Sunday 22 May 2011

Melbourne Made Macarons

Well, apparently you can make them in THIS country too. So having recovered (a bit) from jet lag, Jeff and I had a go at making Paris style macarons at home.

The challenges :
- apparently Aussie almond meal is a bit wetter than european, so we dried it a bit in the still-warm-from-something-else oven. Can't say it made much difference.
- egg white in this country comes in EGGS, not (as in our class) in litre bottles. So we had to work out how many to crack to get 2 lots of 80 grams of white. Five, it turns out.
- what filling to use? Chocolate ganache promises good results, but surely this Caramel Buerre Sale (salted butter) can't be that hard to make?
- what heat and cooking time? Gotta adjust for the fan forced oven, and they are all a little different of course.

Everything went pretty much to plan - making Italian Merinque is a complete doddle if you have a good mixer, and a thermometer. Our almond meal is possibly more coarse than it should be - a whiz first would have helped.

The first tray got cooked for 12 minutes at exactly half way between 120 and 160 on our dial (which I hesitantly say must be 140, but it's not marked). Looked good, a little hard to get the bikkies off the tray. So we bumped up to 14 minutes, and it was perfect.

Then I started filling them. Hmm, this caramel is a bit tough, isn't it? Hope it's runny enough to be a filling.

A few minutes later - whoa, this caramel is runny, isn't it? Hope it's firm enough to be a filling.

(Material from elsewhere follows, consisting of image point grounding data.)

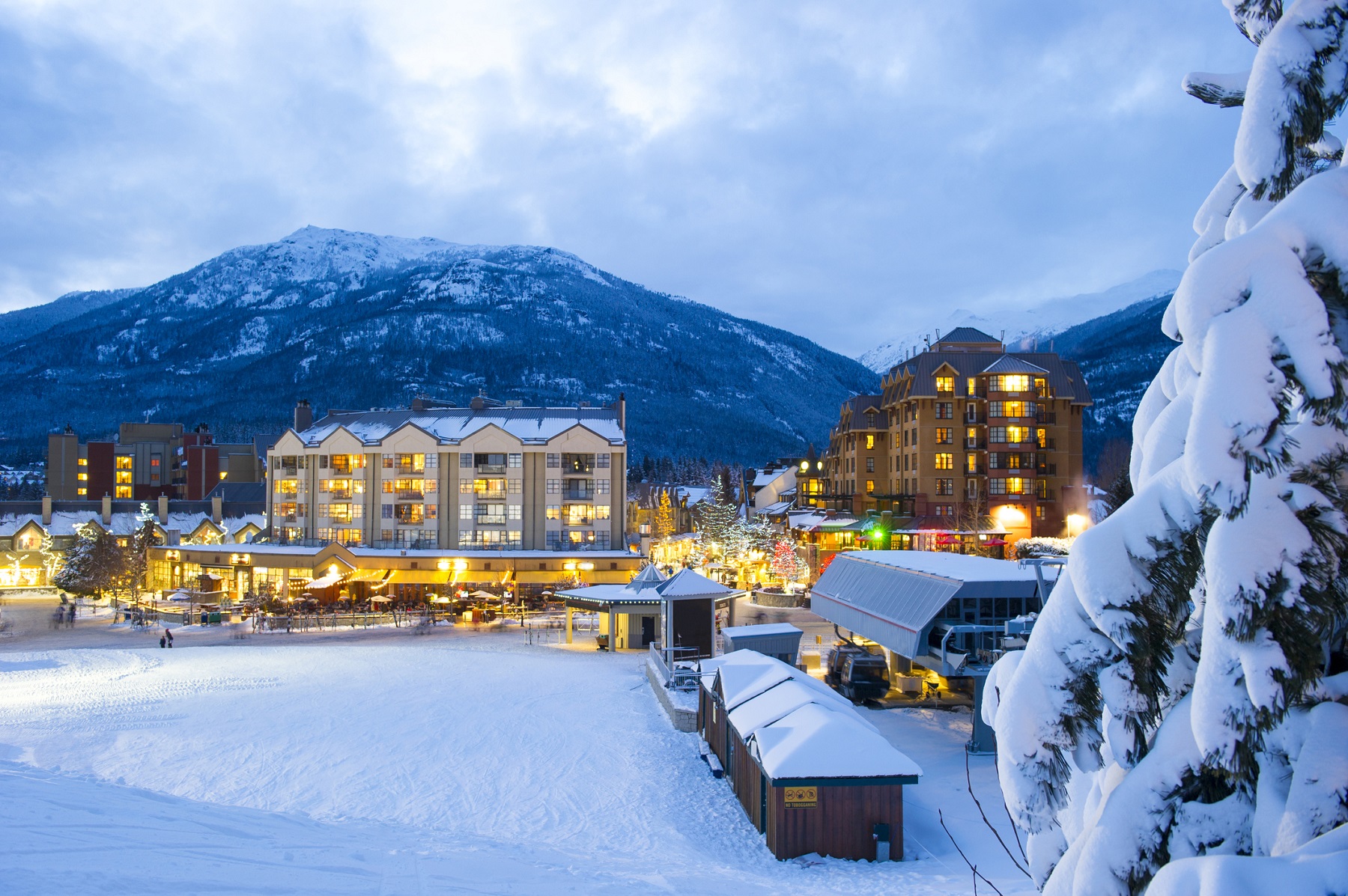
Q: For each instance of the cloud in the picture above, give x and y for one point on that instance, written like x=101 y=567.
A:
x=839 y=170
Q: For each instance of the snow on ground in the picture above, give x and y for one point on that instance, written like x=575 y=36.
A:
x=404 y=766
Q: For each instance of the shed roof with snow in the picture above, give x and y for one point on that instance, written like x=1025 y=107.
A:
x=894 y=597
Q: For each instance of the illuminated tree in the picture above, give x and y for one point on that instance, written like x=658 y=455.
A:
x=664 y=518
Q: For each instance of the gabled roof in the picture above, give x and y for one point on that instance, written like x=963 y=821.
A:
x=690 y=584
x=965 y=335
x=1011 y=364
x=451 y=426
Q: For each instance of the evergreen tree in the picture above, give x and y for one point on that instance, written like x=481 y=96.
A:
x=664 y=518
x=786 y=565
x=1179 y=698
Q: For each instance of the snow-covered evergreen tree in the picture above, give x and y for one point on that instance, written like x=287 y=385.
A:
x=1177 y=720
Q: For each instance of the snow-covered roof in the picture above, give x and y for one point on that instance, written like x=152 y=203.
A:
x=819 y=741
x=963 y=567
x=690 y=584
x=1011 y=364
x=798 y=727
x=451 y=426
x=768 y=628
x=893 y=597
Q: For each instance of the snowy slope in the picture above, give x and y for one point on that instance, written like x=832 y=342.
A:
x=1024 y=326
x=452 y=763
x=356 y=321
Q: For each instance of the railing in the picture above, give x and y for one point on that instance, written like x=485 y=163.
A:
x=404 y=545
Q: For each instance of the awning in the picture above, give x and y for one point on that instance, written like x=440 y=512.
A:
x=419 y=577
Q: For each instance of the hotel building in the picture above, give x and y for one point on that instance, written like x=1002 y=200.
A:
x=433 y=496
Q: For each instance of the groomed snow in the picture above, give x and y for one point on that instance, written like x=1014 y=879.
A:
x=448 y=763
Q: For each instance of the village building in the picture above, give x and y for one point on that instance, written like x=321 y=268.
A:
x=431 y=499
x=35 y=535
x=810 y=774
x=937 y=615
x=148 y=460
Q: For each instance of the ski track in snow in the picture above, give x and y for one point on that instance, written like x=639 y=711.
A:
x=395 y=768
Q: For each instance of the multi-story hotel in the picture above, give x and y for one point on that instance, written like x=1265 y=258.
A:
x=431 y=496
x=965 y=438
x=857 y=454
x=148 y=461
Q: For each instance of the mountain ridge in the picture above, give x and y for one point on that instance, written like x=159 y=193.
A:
x=355 y=320
x=1019 y=328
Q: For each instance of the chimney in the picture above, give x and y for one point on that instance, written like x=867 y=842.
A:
x=303 y=415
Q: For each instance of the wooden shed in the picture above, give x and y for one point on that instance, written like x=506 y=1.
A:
x=807 y=767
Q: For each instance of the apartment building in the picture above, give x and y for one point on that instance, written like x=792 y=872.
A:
x=146 y=461
x=856 y=464
x=990 y=437
x=479 y=478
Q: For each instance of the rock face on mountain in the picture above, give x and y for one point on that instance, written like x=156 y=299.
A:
x=356 y=321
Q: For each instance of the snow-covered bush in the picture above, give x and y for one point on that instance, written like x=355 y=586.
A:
x=1042 y=546
x=1173 y=719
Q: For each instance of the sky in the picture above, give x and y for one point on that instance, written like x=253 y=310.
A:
x=840 y=170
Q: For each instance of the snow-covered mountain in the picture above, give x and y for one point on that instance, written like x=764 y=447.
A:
x=353 y=320
x=1024 y=326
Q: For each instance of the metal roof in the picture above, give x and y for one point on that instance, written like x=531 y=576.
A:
x=893 y=597
x=1010 y=364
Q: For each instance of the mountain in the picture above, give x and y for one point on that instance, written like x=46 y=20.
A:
x=1024 y=326
x=356 y=321
x=19 y=325
x=1119 y=355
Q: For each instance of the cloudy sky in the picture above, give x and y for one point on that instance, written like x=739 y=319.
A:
x=842 y=170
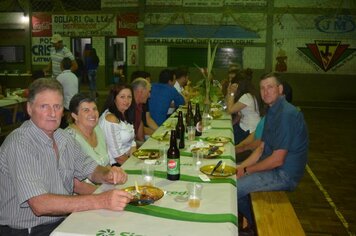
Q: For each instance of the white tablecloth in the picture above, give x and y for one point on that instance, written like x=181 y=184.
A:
x=217 y=214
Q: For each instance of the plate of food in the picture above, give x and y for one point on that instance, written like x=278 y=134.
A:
x=222 y=171
x=209 y=152
x=219 y=139
x=144 y=195
x=146 y=154
x=215 y=113
x=165 y=136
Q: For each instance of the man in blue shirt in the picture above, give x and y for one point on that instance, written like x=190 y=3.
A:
x=279 y=163
x=162 y=94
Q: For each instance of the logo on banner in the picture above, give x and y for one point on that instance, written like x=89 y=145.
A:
x=327 y=54
x=41 y=25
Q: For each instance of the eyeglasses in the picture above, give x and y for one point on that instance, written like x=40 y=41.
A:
x=47 y=107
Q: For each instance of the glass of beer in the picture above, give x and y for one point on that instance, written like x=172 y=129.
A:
x=194 y=194
x=191 y=133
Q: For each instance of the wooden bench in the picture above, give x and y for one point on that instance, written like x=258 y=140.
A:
x=274 y=214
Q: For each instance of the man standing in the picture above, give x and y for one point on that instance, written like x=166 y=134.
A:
x=40 y=169
x=142 y=90
x=58 y=52
x=69 y=82
x=279 y=163
x=163 y=93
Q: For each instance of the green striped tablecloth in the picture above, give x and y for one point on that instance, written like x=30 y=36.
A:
x=217 y=214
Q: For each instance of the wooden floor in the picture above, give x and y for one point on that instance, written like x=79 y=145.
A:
x=325 y=200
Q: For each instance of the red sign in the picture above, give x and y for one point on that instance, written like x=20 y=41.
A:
x=127 y=24
x=41 y=25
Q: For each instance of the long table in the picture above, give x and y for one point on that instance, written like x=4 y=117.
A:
x=217 y=214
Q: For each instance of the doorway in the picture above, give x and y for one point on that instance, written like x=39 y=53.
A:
x=116 y=59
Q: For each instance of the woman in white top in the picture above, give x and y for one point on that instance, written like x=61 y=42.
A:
x=117 y=124
x=243 y=102
x=85 y=128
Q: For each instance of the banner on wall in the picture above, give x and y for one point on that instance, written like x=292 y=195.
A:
x=194 y=41
x=127 y=25
x=327 y=54
x=116 y=3
x=206 y=3
x=41 y=48
x=41 y=25
x=84 y=25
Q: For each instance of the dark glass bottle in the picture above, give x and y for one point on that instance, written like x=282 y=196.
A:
x=180 y=130
x=197 y=119
x=173 y=158
x=189 y=117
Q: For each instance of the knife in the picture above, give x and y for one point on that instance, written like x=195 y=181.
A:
x=216 y=167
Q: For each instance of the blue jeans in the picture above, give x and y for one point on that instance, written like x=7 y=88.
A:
x=273 y=180
x=92 y=80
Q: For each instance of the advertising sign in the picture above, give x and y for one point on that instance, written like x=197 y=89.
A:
x=41 y=25
x=41 y=48
x=84 y=25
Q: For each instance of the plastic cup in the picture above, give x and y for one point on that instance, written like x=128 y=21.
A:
x=148 y=174
x=194 y=194
x=163 y=154
x=197 y=159
x=191 y=133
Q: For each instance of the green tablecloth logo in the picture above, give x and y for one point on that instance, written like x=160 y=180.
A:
x=110 y=232
x=106 y=232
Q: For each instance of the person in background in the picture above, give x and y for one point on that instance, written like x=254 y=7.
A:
x=69 y=82
x=80 y=72
x=85 y=128
x=149 y=125
x=162 y=94
x=182 y=78
x=40 y=169
x=243 y=101
x=58 y=52
x=141 y=74
x=117 y=123
x=254 y=139
x=119 y=74
x=91 y=61
x=141 y=90
x=278 y=164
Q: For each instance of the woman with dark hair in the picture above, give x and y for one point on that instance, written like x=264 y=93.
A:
x=244 y=101
x=117 y=123
x=85 y=129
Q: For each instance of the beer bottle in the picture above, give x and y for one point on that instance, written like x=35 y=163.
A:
x=189 y=118
x=180 y=130
x=197 y=119
x=173 y=159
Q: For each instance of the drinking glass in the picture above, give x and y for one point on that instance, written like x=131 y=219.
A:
x=194 y=194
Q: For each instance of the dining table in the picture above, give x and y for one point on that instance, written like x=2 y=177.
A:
x=171 y=215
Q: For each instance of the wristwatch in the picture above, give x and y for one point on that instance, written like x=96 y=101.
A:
x=245 y=171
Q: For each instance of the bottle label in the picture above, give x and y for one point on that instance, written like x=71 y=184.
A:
x=173 y=166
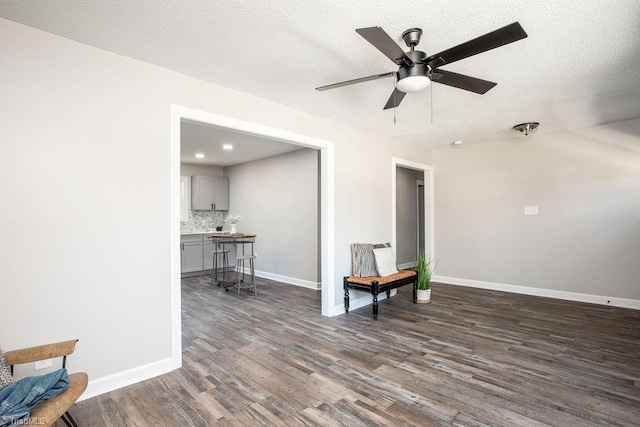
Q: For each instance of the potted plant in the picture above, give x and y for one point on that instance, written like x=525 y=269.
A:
x=233 y=219
x=425 y=270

A few minutes later - help, the tops are sliding off the bases!

Finally - well, they seem to have settled down now. Definitely need to make the filling a tad more firm. Here's a nice result.












And for future reference, here's what happens if the caramel is too runny. Drips all over the counter. Oh no, what shall we do (schlurp, schlurp).

What do they taste like? Pretty darned nice!




2 comments:

Chris said...

Well, I know what you're bringing to the next GNI ...

France said...

OH WOW! you brave woman! They are... well... gorgeous!